Jesús dijo: “Al que a mi viene, no le echo fuera” (Juan 6:37). Tampoco nos dirá: ¿Viste? ¡Te dije que no hicieras eso! ¡Mira en el lío en que te has metido! Al contrario, cuando vamos a Jesús, nos encontramos con una sonrisa llena de cariño que nos dice: ¡Gracias por venir! ¡Gracias por contarme lo que te sucede!
Elena de White nos da una idea muy valiosa para lanzar esta operación de conocerlo mejor: “Deberíamos aprender ahora a conocer a Dios poniendo a prueba sus promesas” (El conflicto de los siglos, p. 680).

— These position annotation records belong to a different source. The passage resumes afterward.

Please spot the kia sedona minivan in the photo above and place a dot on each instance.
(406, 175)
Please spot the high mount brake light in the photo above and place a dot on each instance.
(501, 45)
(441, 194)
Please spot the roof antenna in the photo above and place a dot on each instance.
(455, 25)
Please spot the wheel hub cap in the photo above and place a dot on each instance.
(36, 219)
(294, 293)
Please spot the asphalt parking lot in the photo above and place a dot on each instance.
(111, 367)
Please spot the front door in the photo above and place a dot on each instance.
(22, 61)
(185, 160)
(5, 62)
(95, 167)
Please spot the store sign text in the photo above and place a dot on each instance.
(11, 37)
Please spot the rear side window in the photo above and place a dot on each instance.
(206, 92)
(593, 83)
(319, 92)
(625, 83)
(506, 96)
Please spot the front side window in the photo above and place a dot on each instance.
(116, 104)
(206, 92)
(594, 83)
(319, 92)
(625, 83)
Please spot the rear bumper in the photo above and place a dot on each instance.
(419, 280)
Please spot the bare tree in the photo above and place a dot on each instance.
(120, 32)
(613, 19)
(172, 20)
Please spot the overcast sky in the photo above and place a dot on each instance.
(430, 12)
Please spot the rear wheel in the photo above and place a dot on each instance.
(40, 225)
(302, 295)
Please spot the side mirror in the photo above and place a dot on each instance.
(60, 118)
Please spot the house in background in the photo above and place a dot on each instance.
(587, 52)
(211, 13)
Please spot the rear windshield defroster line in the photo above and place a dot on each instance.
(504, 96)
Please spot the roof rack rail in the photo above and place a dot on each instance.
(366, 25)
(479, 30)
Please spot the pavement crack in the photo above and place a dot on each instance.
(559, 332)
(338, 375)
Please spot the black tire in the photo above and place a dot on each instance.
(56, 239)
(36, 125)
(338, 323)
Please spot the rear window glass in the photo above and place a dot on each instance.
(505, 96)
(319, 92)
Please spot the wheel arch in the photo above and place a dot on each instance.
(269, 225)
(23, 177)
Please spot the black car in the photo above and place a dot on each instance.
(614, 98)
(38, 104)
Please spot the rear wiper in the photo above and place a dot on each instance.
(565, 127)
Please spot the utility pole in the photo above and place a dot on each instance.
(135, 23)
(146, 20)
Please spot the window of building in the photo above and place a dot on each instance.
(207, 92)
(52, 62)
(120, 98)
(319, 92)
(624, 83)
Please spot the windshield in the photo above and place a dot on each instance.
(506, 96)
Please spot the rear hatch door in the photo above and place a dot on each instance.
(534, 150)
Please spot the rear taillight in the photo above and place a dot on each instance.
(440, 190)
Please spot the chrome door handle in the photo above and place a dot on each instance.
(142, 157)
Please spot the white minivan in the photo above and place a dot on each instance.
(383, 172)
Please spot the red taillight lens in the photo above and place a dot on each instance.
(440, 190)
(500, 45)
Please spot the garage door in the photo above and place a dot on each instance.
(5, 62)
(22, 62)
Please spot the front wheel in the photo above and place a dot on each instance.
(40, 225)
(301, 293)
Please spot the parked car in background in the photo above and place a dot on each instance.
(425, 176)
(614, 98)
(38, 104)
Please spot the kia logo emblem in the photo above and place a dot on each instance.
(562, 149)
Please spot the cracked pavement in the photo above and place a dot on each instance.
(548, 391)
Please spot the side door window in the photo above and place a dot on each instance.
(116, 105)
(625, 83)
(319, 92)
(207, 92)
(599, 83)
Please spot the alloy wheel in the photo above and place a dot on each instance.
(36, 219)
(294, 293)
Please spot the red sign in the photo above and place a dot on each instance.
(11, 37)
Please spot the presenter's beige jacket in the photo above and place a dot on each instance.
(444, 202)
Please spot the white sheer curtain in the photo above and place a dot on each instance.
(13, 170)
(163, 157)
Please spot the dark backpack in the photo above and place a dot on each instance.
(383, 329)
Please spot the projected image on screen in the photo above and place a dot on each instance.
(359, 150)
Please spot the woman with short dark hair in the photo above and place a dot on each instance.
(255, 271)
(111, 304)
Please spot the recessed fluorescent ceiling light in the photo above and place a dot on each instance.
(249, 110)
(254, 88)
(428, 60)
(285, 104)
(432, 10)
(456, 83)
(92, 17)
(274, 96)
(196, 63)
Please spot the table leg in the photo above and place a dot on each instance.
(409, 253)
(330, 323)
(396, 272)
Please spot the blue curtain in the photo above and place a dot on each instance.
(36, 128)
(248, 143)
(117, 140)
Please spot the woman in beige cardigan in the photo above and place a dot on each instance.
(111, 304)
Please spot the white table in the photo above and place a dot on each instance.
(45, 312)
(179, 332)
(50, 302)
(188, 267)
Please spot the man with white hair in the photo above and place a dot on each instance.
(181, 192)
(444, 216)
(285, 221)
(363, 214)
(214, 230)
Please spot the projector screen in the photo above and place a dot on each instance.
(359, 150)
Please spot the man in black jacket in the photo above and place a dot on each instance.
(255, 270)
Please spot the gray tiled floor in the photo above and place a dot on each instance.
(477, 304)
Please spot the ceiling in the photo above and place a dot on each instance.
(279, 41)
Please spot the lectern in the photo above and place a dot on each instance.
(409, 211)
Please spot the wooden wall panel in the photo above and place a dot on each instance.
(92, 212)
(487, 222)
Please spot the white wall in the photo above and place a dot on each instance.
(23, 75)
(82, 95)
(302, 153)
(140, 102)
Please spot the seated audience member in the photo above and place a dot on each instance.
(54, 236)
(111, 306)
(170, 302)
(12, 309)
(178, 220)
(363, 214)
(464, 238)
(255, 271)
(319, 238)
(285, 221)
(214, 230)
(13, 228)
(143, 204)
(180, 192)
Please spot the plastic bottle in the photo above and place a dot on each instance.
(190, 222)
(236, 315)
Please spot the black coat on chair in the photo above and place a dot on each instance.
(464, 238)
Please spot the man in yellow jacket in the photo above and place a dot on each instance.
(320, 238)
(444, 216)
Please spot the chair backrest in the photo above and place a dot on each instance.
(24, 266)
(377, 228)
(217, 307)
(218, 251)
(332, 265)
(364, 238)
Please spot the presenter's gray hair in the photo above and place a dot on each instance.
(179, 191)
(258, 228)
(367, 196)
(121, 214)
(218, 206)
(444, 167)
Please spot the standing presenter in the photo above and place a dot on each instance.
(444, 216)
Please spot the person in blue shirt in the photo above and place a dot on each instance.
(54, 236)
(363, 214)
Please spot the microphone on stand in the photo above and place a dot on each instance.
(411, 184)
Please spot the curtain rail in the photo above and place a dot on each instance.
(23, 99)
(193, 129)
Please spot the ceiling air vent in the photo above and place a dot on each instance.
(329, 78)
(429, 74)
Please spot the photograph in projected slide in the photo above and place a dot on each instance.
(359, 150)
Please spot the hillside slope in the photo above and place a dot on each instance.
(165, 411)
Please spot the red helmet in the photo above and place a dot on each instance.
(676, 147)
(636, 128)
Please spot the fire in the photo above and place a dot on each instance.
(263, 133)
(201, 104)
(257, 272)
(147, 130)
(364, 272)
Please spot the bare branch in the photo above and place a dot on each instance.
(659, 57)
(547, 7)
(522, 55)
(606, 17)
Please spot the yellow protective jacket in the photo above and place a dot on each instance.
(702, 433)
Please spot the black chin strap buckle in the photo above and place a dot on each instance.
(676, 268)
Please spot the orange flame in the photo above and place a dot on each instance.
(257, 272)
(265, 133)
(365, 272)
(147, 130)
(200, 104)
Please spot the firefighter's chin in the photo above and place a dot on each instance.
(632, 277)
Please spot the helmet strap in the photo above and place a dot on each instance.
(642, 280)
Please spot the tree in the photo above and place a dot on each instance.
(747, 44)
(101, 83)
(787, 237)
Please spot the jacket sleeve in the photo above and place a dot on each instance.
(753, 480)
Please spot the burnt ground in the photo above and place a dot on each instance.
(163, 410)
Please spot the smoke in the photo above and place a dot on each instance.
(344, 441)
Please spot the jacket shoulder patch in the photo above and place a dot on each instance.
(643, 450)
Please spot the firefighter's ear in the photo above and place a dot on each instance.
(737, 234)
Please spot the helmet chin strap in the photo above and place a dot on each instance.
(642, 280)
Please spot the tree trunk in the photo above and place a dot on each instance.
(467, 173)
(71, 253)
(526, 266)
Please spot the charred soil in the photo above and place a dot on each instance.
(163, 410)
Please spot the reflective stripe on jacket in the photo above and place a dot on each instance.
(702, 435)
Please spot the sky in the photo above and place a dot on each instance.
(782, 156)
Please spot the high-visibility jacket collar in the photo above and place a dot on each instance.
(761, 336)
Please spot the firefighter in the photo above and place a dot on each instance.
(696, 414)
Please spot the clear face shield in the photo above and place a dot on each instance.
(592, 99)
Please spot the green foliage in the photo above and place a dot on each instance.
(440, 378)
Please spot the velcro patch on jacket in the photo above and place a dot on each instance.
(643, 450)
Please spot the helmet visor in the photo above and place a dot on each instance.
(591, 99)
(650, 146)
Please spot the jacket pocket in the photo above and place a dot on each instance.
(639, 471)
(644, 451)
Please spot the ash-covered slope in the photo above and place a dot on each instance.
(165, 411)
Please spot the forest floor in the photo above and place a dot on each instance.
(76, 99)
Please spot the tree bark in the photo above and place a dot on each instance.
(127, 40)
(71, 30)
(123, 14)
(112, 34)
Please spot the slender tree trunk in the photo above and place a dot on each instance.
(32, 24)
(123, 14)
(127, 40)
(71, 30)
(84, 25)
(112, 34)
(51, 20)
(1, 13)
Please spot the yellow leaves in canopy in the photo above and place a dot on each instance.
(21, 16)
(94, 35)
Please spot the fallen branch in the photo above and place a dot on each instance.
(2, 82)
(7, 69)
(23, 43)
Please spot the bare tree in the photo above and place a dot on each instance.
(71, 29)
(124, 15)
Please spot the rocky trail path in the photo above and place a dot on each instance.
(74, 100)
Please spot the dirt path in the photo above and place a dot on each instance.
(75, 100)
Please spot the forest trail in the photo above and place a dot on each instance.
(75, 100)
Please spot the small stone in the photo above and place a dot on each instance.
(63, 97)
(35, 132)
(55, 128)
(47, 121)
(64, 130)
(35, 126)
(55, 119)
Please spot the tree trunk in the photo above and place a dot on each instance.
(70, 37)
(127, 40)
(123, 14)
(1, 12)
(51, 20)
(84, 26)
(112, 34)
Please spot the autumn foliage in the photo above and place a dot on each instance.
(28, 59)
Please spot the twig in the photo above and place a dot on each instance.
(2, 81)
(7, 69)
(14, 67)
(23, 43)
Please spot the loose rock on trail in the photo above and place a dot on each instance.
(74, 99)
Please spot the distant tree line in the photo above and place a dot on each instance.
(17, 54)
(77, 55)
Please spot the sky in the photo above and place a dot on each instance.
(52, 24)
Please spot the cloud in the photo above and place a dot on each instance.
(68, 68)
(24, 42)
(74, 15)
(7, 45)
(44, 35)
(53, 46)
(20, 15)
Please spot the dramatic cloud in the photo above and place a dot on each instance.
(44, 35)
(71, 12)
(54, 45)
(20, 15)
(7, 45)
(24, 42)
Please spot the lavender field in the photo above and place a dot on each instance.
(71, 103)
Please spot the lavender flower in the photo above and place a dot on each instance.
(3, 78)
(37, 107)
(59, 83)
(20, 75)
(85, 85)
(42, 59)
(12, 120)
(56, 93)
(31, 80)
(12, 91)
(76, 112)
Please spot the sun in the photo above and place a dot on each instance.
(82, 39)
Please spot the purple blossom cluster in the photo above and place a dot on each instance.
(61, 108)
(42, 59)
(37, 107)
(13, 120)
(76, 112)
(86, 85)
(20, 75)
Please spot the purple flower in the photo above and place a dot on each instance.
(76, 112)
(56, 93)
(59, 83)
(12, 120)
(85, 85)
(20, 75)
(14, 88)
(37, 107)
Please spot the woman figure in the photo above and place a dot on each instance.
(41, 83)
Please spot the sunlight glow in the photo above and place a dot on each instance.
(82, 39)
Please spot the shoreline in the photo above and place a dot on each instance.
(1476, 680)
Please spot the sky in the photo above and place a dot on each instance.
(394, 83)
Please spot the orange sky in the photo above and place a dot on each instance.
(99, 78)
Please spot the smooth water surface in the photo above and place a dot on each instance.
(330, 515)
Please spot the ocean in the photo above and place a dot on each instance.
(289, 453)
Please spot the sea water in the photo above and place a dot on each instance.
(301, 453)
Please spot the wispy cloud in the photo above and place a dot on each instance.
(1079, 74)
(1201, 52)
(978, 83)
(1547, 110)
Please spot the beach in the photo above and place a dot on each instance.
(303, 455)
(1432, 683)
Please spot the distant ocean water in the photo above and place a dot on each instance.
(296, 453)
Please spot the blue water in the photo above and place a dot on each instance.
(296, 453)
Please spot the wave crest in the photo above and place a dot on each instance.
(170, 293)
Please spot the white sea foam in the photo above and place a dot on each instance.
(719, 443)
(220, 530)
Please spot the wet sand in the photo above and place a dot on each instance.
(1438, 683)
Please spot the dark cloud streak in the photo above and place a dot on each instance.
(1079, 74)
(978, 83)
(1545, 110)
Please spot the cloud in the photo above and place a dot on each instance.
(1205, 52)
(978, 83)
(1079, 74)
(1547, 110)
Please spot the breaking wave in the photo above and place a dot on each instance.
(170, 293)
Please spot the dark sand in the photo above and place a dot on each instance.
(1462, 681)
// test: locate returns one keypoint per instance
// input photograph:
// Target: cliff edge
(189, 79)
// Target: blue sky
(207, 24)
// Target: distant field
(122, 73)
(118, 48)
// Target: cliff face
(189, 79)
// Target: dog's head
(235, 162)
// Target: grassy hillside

Cada dificultad, cada deseo de crecer, cada nueva persona con la que me toca relacionarme, me brinda una oportunidad única para hablar con mi Señor y abrirle mi corazón. En ese diálogo, en oración y con la Biblia en mano, el Señor me recordará sus promesas: sus magníficos recursos para darme una vida victoriosa en todos los ámbitos de mi vida.
Al comenzar un nuevo año, desafiémonos a nosotros mismos. Cada vez que estemos tentados a querer buscar una solución por nuestra cuenta, detengámonos. Hagamos equipo con Jesús; hablemos con él, reclamemos sus promesas y observemos lo que él hace por nosotros.
Así, cada dificultad se convertirá en una bendición, porque tendremos la oportunidad de conocer mejor al Señor. Y al fin podremos quitarnos los harapos de hijos pródigos que nos impiden vivir la vida abundante que nuestro Dios nos prometió.
Qué bueno es saber que puedo contar con el Señor en toda circunstancia y confiarle mis asuntos que para él siempre serán importantes. El Rey del Universo tiene tiempo para cada uno. Gracias, por ser nuestro Padre.